Solve Non-linear equations

import numpy as np
import matplotlib.pyplot as plt
import pandas as pd

Example

solve \(f(x) = x^2 - 4\sin(x)= 0\), i.e. \(x^2 = 4\sin x\)

plt.figure(figsize=(4, 3))
x = np.arange(-4, 4, 0.01)
sq = x ** 2
sin = 4 * np.sin(x)
plt.plot(x, sq, label=r"$x^2$")
plt.plot(x, sin, label=r"$4\sin(x)$")
plt.legend()
plt.tight_layout()
plt.savefig("assets/non_linear_equations_1.jpg")

png

Noting that \(f(\pi/2) = (\pi/2)^2 - 4(1) < 0\) and \(f(2) = 2^2 - 4\sin(2)>0\), by IVT, \(\exists x\in(\pi/2, 2), f(x)=0\)

Solving non-linear Equations

For linear functions, it's easy to determine the number of roots, while for non-linear equations, this is harder.

Bisection Method

For continuous functions, using IVT, we can determine the minimum number of roots.
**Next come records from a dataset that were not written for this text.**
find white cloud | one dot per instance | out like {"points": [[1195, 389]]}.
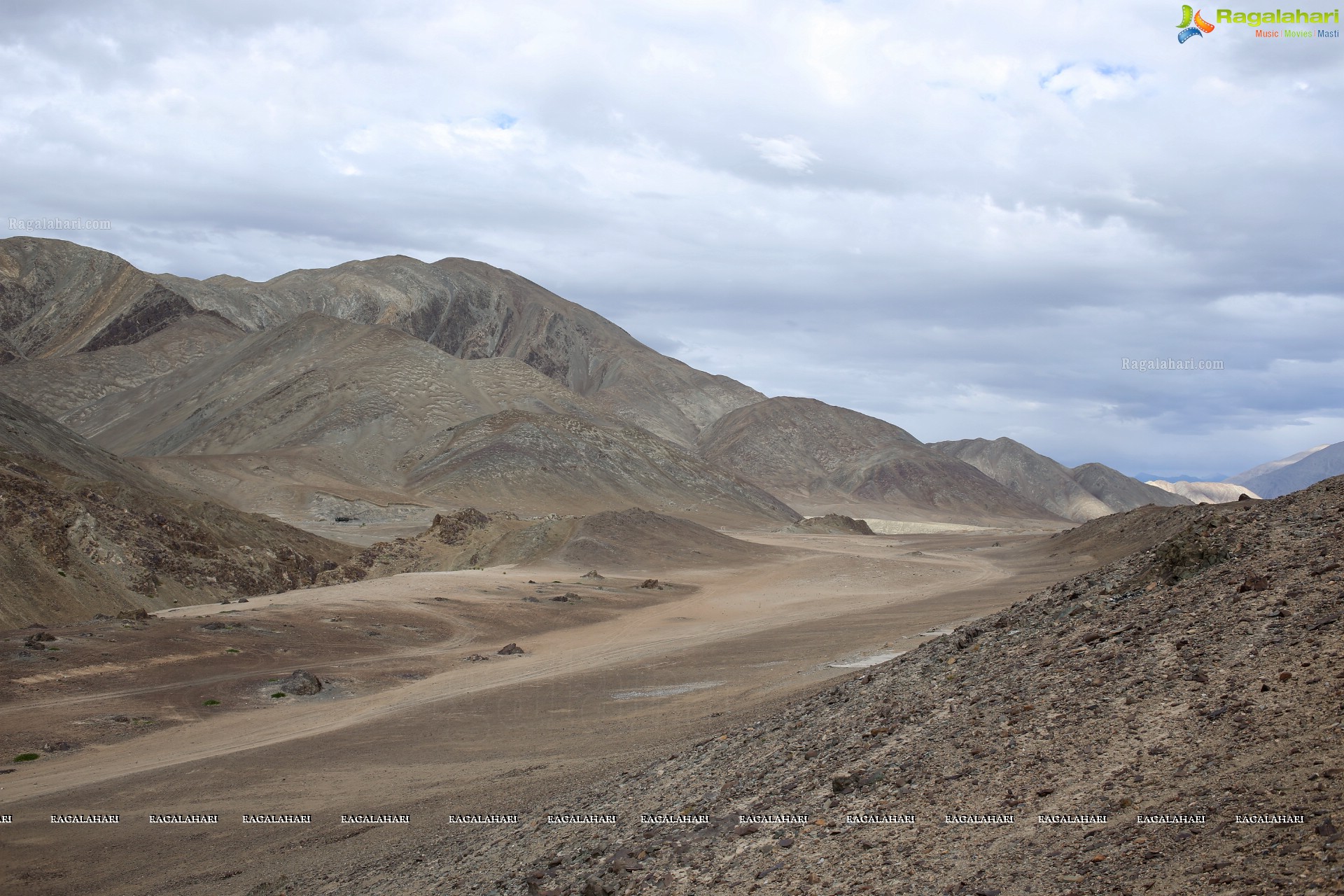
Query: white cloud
{"points": [[995, 211], [790, 153]]}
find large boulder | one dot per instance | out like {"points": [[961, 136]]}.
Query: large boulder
{"points": [[302, 684]]}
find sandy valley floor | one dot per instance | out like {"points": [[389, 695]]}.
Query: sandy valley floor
{"points": [[407, 726]]}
Then, using this fact, we define a recursive algorithm

  • find \(a, b\) s.t. \(f(a)f(b)\leq 0\)
  • take \(m = (a+b)/2\), if \(f(a)f(m)\leq 0\), then the root \(x\in [a,m]\), otherwise \(f(b)f(m)\leq 0, x\in[m,b]\)
bisection method
init a, b <= f(a)f(b) <= 0
while b - a > tolerance:
    m = (a + b) / 2
    if f(a)f(m) <= 0:
        a = m
    else:
        b = m

By nested interval theorem, we are guaranteed to find one solution.

Fixed Point Method

A point \(x^*\) is a fixed point of a function \(g\) if \(x^*=g(x^*)\)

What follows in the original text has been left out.